Download Modul Ajar Fisika Kelas 10

Modul Ajar Fisika Kelas 10 Kurikulum Merdeka 2026/2027 disediakan dalam format Word agar mudah disunting. Tombol PDF hanya digunakan apabila versi PDF dari dokumen yang sama benar-benar tersedia.

Penggunaan Dokumen secara Bertanggung Jawab

File yang dibagikan sebaiknya merupakan karya sendiri, hasil pengembangan, dokumen yang memiliki izin distribusi, atau materi dengan lisensi yang memperbolehkan penggunaan kembali.

Hindari mengunggah ulang buku atau modul milik penerbit komersial tanpa izin. Apabila menggunakan teks, gambar, grafik, video, tabel data, atau materi dari sumber lain, cantumkan sumber secara jelas.

Judul artikel harus sesuai dengan file yang disediakan. Jangan mencantumkan frasa “lengkap format Word” apabila file Word belum tersedia atau isinya tidak sesuai dengan penjelasan artikel.

Kesimpulan

Modul Ajar Fisika Kelas 10 Kurikulum Merdeka 2026/2027 format Word dapat menjadi bahan awal untuk merencanakan pembelajaran Fase E. Format Word memudahkan guru menyesuaikan tujuan, materi, kegiatan, eksperimen, asesmen, diferensiasi, pengayaan, dan remedial.
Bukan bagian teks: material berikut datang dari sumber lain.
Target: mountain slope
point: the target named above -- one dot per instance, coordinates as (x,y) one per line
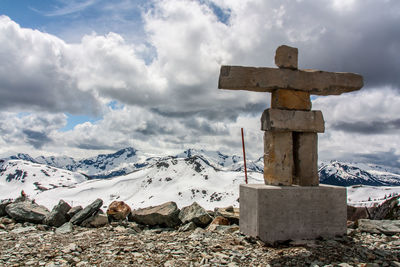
(182,180)
(33,178)
(347,174)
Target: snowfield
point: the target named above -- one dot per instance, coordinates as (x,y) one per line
(210,178)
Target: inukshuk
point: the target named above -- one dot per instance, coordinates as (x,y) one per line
(291,127)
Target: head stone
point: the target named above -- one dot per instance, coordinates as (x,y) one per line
(286,57)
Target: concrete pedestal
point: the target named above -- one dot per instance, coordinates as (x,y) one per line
(279,213)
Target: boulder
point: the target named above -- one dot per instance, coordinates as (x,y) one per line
(98,220)
(163,215)
(73,211)
(356,213)
(219,220)
(187,227)
(286,57)
(3,204)
(195,213)
(58,215)
(388,210)
(118,211)
(27,211)
(65,228)
(230,213)
(87,212)
(387,227)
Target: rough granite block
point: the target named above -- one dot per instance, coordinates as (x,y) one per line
(290,99)
(305,157)
(278,158)
(280,213)
(274,119)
Modul yang baik bukan modul yang paling panjang, tetapi modul yang mudah digunakan dan membantu peserta didik memahami gejala alam melalui pengamatan, pengukuran, analisis data, serta pemecahan masalah. Guru tetap perlu memeriksa dan mengembangkan file sebelum menerapkannya di kelas.

Pertanyaan yang Sering Diajukan

Modul Ajar Fisika kelas 10 termasuk fase apa?

Fisika kelas 10 berada pada Fase E untuk jenjang SMA, MA, dan satuan pendidikan sederajat.

Apa saja cakupan CP Fisika Fase E?

CP Fisika Fase E mencakup pengukuran, perubahan iklim, pemanasan global, pencemaran lingkungan, energi alternatif, dan pemanfaatannya.

Apakah modul ajar Fisika format Word dapat diedit?

Ya. File Word dapat diedit untuk menyesuaikan identitas sekolah, tujuan, materi, kegiatan, eksperimen, alokasi waktu, dan asesmen.

Apa materi Fisika kelas 10 semester 1?

Contoh materi semester 1 meliputi hakikat Fisika, keterampilan proses, pengukuran dalam kegiatan ilmiah, serta analisis data dan grafik sederhana.

Apa materi Fisika kelas 10 semester 2?

Contoh materi semester 2 meliputi energi, energi terbarukan, pemanasan global, perubahan iklim, pencemaran lingkungan, dan solusi berbasis sains.

Apakah pembagian materi semester harus sama di semua sekolah?

Tidak. Pembagian materi dapat disesuaikan dengan ATP, kalender pendidikan, jumlah minggu efektif, fasilitas sekolah, dan kebutuhan peserta didik.

Apa bentuk asesmen Fisika kelas 10?

Asesmen dapat berbentuk tes tertulis, observasi, laporan praktikum, kuis, presentasi, projek energi, infografik perubahan iklim, atau portofolio.

Bagaimana cara mengubah file Word menjadi PDF?

Setelah dokumen selesai diedit, pilih menu Save As atau Export pada aplikasi pengolah kata, kemudian pilih format PDF dan periksa kembali tata letaknya.

Apakah file modul ajar boleh langsung digunakan?

File sebaiknya diperiksa dan disesuaikan terlebih dahulu dengan ATP, kondisi sekolah, alat praktikum, kemampuan peserta didik, dan waktu pembelajaran.

Sumber Referensi Resmi

Disclaimer: Artikel dan file yang tersedia merupakan bahan informasi serta referensi bagi guru. Modul ajar perlu diperiksa dan disesuaikan sebelum digunakan. Situs ini tidak mengklaim file sebagai produk resmi pemerintah kecuali dokumen tersebut memang diterbitkan oleh instansi resmi.